Updating for Unicode in BYOND 513

BYOND Forums

Announcements · BYOND Help · Bug Reports · Feature Requests · Beta Testers · Beta Bugs · Developer Help · Design Philosophy · Demos & Libraries · Tutorials & Snippets · Art & Sound · Classified Ads · Game Updates · Contests & Events · Linux Talk · On Topic · Off Topic

ID:2520672

Nov 4 2019, 11:09 am

Lummox JR

If your game uses accented or non-English characters at all, you definitely need to update it for Unicode support in BYOND 513. Here are the basics:

How BYOND used to handle characters

In the old days, all characters in BYOND were 8-bit and were defined by whatever locale your system used. This is often called "ANSI" encoding. If your characters used only code values from 1 to 127, then it could be called ASCII which is only 7-bit. ASCII is pretty much universal whereas ANSI used your locale to determine the value of characters 128 through 255.

One happy consequence of this way of handling characters was that one character was basically always one byte, which made text very easy to work with in BYOND's built-in routines like copytext(), findtext(), etc.

UTF-8 encoding

Unicode characters can have code values anywhere from 1 to 0x10FFFF, which is a lot. Obviously you can't fit all that in one byte, so BYOND uses a form of encoding internally called UTF-8. Any characters beyond ASCII (1 to 127) are turned into multi-byte sequences like so:

Characters 1-0x7F: 1 byte
0x80-0x7FF: 2 bytes
0x800-0xFFFF: 3 bytes
0x10000-0x10FFFF: 4 bytes

All of the text procs in BYOND still use byte positions when talking about the position of a character, rather than counting characters, so the 2nd character may not be at position 2 like it was in older BYOND; it may be anywhere from 2 to 5. The reason the text routines still use bytes is because using a byte position is much faster; having to count characters would slow everything down considerably.
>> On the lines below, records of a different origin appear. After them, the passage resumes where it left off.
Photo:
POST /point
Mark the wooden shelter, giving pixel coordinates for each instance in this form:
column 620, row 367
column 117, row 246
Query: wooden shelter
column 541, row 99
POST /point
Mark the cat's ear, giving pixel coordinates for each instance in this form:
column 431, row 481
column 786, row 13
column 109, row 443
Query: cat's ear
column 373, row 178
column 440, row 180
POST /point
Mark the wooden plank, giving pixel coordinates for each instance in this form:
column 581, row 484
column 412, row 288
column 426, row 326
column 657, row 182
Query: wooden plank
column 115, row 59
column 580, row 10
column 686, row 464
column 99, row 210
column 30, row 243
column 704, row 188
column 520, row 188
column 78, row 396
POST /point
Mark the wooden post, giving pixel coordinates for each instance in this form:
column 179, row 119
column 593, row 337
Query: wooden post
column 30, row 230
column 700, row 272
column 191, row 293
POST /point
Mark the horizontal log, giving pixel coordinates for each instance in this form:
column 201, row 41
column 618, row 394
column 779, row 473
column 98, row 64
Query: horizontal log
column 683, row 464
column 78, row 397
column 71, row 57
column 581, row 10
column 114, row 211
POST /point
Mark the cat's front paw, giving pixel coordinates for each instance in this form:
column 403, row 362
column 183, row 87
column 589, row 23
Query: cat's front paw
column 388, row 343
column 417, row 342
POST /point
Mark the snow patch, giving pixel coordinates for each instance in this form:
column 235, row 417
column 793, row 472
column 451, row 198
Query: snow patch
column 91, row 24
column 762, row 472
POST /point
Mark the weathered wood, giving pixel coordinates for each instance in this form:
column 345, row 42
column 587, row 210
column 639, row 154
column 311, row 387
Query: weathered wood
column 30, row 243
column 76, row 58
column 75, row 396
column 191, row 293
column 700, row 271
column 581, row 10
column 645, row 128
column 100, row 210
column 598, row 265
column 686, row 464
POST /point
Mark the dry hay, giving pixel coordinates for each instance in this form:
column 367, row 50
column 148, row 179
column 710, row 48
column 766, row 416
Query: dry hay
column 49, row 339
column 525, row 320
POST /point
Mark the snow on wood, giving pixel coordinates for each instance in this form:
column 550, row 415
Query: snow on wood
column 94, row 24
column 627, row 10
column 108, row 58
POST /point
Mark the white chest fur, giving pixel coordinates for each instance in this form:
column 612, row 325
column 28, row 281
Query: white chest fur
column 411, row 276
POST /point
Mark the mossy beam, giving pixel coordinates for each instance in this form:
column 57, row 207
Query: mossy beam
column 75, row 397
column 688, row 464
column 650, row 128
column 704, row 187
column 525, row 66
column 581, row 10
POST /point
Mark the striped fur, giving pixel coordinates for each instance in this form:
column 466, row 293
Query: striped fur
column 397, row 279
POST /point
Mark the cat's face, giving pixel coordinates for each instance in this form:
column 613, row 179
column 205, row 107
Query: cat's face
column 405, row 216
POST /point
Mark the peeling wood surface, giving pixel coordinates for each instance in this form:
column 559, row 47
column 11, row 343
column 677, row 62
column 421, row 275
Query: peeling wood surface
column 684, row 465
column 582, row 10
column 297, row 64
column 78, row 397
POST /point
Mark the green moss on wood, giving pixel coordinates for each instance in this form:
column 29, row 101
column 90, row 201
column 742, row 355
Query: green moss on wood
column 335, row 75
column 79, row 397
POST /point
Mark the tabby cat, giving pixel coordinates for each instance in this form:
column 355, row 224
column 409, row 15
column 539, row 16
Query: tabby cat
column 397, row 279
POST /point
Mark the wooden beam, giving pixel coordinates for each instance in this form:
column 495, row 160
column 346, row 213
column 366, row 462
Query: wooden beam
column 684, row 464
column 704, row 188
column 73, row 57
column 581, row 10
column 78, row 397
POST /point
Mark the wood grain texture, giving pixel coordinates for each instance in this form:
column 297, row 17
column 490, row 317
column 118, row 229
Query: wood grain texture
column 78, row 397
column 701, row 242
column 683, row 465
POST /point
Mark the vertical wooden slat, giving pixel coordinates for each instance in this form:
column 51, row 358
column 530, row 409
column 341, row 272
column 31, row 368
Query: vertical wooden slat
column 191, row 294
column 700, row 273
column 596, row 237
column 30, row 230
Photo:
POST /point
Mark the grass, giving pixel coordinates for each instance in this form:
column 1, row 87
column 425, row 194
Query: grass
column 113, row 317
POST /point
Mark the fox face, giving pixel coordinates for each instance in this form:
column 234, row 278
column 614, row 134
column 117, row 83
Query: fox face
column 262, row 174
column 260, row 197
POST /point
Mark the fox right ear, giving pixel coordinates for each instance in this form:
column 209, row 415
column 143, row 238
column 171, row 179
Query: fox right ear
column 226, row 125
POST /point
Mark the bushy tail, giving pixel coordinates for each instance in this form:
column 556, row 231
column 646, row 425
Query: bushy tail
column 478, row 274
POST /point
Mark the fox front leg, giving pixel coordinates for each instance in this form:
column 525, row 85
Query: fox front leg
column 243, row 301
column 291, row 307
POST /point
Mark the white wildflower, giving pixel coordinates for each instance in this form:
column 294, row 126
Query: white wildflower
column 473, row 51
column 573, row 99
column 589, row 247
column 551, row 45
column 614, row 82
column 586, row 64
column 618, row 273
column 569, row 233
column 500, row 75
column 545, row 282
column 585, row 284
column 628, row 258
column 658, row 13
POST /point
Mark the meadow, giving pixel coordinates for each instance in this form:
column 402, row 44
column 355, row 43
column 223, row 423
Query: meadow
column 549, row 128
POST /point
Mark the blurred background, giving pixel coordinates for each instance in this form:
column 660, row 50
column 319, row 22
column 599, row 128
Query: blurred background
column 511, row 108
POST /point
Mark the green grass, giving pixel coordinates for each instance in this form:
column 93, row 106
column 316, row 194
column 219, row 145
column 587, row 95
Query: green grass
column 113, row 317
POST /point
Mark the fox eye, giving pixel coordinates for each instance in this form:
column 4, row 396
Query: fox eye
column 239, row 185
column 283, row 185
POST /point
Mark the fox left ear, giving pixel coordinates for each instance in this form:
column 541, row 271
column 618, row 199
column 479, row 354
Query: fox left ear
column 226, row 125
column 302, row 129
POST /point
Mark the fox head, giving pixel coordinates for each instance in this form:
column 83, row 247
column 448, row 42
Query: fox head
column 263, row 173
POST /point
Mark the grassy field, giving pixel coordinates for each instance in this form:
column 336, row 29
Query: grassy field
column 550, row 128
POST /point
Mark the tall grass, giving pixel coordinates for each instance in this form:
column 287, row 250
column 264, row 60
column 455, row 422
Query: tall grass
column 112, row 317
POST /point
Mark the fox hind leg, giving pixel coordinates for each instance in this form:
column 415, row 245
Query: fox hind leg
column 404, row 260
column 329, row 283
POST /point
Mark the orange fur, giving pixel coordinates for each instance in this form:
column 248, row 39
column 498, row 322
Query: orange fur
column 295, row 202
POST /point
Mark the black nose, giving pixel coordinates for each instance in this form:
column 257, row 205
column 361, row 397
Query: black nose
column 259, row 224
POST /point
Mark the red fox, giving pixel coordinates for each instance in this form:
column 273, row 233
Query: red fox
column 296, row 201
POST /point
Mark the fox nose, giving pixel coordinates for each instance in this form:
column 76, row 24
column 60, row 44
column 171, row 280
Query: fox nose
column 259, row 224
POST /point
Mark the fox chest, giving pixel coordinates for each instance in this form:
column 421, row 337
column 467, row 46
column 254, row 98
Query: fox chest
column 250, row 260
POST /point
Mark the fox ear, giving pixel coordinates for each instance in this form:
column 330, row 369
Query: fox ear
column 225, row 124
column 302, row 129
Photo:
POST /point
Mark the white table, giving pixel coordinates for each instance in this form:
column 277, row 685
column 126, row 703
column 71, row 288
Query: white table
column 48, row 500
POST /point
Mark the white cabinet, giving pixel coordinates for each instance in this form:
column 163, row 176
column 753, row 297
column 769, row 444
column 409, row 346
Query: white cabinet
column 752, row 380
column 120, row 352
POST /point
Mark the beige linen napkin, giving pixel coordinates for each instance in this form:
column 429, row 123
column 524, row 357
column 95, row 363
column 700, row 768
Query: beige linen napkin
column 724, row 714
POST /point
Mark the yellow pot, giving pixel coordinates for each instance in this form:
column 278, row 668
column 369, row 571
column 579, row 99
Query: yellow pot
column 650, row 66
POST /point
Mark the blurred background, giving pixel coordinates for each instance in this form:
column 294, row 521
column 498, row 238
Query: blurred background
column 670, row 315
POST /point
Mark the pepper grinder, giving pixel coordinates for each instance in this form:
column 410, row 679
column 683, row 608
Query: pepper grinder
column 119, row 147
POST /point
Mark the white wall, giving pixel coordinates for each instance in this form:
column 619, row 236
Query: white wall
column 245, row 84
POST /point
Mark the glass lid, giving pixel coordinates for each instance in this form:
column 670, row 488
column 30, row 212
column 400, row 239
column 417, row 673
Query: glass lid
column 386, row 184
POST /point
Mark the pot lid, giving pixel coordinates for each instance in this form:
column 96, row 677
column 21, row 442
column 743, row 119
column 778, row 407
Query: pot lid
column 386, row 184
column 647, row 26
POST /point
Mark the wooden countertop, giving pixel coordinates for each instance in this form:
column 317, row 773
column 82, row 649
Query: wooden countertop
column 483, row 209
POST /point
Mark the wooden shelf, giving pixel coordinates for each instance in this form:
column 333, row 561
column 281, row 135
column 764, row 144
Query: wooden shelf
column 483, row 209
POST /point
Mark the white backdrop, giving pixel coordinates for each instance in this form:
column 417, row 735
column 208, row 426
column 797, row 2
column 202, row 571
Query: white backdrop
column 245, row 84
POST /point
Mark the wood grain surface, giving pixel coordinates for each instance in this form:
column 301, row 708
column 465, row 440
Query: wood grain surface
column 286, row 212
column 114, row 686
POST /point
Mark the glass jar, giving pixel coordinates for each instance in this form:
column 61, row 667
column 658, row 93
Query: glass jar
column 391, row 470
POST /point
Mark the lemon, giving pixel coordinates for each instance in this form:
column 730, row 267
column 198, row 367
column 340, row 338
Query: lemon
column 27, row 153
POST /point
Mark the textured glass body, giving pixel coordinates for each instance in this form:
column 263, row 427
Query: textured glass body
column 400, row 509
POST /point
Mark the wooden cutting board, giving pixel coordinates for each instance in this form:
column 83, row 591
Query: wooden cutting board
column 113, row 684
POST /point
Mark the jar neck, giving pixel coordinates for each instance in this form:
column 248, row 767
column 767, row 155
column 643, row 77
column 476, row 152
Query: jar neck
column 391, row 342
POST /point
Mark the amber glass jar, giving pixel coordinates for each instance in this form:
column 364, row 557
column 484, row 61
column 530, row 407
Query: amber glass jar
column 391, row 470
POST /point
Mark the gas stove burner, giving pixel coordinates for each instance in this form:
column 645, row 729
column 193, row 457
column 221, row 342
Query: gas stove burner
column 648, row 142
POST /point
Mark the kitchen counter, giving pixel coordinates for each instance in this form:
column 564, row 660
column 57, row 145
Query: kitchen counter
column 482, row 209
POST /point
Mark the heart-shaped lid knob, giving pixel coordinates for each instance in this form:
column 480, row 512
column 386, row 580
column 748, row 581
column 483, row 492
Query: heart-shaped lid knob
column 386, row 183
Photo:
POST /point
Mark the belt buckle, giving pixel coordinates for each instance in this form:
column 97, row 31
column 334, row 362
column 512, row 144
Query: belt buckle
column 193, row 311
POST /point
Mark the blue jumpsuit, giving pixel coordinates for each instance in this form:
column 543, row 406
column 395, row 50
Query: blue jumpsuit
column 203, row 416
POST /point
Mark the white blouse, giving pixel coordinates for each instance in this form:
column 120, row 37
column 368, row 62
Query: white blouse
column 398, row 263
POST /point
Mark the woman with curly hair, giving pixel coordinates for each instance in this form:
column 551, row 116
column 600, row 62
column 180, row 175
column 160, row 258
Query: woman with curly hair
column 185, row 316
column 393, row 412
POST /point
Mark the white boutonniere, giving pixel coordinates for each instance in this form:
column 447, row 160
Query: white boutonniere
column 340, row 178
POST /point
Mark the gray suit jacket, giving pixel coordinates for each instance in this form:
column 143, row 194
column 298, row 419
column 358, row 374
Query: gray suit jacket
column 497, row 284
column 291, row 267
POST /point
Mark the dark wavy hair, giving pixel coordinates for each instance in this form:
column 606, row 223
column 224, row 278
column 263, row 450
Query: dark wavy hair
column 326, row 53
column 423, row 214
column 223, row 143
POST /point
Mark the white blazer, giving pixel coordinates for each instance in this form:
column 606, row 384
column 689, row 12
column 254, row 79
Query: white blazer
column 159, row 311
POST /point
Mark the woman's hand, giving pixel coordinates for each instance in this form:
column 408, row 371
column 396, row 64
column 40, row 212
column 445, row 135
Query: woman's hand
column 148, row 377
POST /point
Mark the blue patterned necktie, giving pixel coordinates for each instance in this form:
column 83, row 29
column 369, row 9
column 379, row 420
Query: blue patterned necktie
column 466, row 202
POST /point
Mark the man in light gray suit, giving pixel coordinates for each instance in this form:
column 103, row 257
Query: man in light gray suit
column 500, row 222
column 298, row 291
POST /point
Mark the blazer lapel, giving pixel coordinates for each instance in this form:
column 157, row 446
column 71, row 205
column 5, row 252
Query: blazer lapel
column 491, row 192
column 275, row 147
What this means for your code

In places where you use findtext(), length(), and copytext() together, it's very unlikely there will be an issue at all. For instance, this code will be the same as it ever was:

proc/SnipWordOnce(text, word)
    . = text
    var/i = findtext(text, word)
    if(i)
        . = copytext(text, 1, i) + copytext(text, i + length(word))

Because findtext() produces a byte index and length() returns a length in bytes, you'll have no trouble using a byte index in copytext() no matter what the actual text is.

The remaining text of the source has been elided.